Mistérios por trás das cortinas
Separados por uma rua, o teatro e o antigo sobrado do Barão do Crato estão unidos por uma das mais conhecidas lendas de Icó
"Como toda cidade antiga, Icó é cheia de histórias", conta Getúlio Oliveira, secretário de Educação da cidade e responsável pela pasta de Cultura à época da última reforma do Teatro da Ribeira dos Icós.
O Sobrado Canela Preta, equipamento cultural da Prefeitura onde funciona uma escola de música, é um dos prédios sobre os quais as lendas falam. Ali muita gente jura que já viu e ouviu coisas estranhas.
A lenda mais famosa a ter o Teatro da Ribeira dos Icós como cenário é a da existência de um túnel que o ligaria ao antigo sobrado do Barão do Crato (distante cerca de 20 metros). A passagem servira como salvaguarda do Barão, em caso de sua residência ser invadida por inimigos.
O historiador Altino Afonso ressalta outra versão, até cômica, segundo a qual o túnel seria utilizado normalmente pelo barão, para chegar ao teatro e assistir a peças. Sua função seria a de não permitir que ele esbarrasse com os icoenses, aos quais teria aversão.

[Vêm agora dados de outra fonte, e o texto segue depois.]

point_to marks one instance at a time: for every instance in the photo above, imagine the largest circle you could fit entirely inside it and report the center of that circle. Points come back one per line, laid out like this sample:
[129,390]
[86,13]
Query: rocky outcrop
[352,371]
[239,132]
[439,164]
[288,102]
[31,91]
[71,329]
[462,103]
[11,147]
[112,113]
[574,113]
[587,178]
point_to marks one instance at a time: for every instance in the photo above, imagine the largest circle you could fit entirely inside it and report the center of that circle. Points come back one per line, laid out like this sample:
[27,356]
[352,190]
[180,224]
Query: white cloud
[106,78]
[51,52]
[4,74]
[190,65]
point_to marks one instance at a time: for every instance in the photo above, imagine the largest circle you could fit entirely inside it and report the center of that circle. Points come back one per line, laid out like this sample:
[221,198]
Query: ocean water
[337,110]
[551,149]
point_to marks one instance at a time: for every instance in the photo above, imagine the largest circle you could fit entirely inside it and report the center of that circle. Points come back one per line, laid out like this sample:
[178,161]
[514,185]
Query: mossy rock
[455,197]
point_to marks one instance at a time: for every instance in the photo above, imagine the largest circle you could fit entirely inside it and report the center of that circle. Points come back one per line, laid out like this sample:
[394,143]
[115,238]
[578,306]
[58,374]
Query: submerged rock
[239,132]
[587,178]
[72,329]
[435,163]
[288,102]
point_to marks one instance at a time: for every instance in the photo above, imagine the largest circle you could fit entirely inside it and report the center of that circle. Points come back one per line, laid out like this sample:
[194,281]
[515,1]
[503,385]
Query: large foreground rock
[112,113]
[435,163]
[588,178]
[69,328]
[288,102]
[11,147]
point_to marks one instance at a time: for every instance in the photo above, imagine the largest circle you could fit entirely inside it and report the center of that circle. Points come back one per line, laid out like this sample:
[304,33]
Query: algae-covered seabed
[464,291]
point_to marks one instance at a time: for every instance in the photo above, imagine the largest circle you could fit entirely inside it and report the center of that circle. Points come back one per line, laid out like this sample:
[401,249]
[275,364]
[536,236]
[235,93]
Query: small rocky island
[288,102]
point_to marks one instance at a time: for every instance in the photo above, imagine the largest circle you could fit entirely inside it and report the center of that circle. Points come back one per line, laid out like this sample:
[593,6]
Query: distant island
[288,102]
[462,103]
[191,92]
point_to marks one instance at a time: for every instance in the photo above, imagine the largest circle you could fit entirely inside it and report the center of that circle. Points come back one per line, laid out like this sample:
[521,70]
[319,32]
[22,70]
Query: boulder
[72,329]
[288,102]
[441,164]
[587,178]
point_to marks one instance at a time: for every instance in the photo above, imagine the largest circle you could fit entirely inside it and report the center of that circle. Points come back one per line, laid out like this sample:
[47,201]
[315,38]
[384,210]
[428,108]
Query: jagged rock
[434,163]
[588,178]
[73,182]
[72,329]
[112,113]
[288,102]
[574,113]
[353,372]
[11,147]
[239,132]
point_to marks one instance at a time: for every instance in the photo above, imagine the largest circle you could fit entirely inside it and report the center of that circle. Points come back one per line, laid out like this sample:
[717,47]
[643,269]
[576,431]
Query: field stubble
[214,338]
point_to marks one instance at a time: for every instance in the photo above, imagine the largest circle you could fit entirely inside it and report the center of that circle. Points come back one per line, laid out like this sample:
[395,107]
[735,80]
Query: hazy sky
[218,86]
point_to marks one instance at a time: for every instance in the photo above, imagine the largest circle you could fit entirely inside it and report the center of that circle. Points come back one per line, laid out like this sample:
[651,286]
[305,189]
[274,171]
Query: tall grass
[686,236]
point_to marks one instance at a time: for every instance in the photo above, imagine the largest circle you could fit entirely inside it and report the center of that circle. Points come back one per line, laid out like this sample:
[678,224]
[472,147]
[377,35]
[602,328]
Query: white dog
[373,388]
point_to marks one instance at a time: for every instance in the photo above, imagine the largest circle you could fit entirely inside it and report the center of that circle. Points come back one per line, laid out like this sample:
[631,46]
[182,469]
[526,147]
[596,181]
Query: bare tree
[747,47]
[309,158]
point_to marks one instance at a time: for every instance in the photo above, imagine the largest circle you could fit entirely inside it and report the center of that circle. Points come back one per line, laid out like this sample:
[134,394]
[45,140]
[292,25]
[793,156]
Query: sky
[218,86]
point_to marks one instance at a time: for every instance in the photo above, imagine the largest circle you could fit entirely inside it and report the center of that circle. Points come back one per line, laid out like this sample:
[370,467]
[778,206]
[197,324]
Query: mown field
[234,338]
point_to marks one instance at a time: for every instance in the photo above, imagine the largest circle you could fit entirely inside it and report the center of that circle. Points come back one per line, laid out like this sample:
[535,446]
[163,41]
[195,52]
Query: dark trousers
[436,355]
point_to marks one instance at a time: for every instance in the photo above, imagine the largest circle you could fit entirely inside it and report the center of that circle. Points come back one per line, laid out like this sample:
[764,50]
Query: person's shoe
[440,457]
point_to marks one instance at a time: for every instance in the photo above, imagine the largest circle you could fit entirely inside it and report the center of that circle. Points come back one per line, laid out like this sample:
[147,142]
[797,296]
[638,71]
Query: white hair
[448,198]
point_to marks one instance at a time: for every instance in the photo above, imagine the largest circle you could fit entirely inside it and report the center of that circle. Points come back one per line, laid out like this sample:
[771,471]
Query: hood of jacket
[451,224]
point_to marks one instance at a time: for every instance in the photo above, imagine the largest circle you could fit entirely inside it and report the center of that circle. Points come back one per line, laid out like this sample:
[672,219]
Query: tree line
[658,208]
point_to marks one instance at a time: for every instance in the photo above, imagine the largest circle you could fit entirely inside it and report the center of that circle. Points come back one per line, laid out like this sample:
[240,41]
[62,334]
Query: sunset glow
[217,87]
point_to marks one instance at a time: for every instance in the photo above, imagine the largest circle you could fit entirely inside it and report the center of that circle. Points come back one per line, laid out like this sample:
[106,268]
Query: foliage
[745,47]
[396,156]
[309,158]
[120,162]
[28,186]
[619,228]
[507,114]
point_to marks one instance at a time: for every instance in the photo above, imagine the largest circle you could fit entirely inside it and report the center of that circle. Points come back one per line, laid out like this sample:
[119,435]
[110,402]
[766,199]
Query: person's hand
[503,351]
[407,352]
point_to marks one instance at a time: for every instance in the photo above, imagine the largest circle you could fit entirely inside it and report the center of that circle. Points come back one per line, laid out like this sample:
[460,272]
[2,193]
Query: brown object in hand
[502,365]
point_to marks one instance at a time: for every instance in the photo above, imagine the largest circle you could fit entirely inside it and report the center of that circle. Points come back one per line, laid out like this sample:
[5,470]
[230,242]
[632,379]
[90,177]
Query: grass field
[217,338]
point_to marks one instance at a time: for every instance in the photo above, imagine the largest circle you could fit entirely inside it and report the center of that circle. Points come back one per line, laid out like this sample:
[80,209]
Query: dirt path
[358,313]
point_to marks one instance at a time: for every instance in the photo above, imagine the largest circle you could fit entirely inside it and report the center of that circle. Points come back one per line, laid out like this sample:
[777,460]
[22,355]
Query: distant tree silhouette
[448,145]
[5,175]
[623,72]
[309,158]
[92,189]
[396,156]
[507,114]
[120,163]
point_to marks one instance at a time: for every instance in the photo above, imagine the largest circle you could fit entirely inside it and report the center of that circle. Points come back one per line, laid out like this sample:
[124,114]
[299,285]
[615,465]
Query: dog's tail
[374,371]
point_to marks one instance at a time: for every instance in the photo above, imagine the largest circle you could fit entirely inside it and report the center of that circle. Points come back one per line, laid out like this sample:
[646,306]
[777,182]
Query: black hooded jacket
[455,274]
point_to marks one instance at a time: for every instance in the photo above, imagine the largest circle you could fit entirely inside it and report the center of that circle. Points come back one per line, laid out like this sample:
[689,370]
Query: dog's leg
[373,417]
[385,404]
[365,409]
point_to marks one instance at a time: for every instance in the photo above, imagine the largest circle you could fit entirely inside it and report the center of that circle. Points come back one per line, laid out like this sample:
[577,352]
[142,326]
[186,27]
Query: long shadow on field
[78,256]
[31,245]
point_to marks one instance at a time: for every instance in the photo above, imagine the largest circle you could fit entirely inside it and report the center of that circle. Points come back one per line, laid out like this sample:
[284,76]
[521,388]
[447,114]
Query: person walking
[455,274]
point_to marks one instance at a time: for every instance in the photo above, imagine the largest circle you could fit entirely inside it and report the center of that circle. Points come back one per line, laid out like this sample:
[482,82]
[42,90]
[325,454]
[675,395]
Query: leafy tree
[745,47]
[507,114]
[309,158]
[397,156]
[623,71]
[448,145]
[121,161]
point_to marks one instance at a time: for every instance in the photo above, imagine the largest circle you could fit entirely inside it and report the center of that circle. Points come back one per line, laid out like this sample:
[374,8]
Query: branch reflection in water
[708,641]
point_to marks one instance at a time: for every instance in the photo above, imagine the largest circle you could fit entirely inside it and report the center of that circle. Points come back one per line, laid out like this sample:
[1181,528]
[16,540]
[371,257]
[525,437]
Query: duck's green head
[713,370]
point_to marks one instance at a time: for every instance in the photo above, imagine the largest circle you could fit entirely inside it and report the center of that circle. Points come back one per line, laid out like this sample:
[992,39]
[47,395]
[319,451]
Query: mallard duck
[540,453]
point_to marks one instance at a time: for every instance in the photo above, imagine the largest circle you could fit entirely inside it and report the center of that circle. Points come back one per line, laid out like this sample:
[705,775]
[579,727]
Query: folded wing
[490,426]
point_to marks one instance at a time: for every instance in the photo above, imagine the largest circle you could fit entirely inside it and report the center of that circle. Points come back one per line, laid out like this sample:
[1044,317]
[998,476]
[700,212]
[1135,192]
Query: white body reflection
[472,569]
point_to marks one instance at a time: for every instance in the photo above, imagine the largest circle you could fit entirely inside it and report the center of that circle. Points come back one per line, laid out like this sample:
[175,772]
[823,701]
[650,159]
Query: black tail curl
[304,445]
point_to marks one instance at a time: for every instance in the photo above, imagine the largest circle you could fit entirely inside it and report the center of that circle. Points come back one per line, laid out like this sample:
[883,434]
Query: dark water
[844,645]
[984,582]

"Diziam até que, neste túnel, existiriam obras de arte, ouro e riquezas", conta Getúlio Oliveira, referindo-se às versões mais fantasiosas sobre o túnel. "Na época da reforma, conversei com o superintendente do Iphan sobre a história do túnel, que gente na cidade garantia existir.
Ele disse que, se quiséssemos, uma escavação poderia ser feita. Preferi não fazer isso. Eu tinha consciência que não havia túnel ali, só que se eu fosse atrás dele aconteceria o pior: eu mataria a lenda", justifica.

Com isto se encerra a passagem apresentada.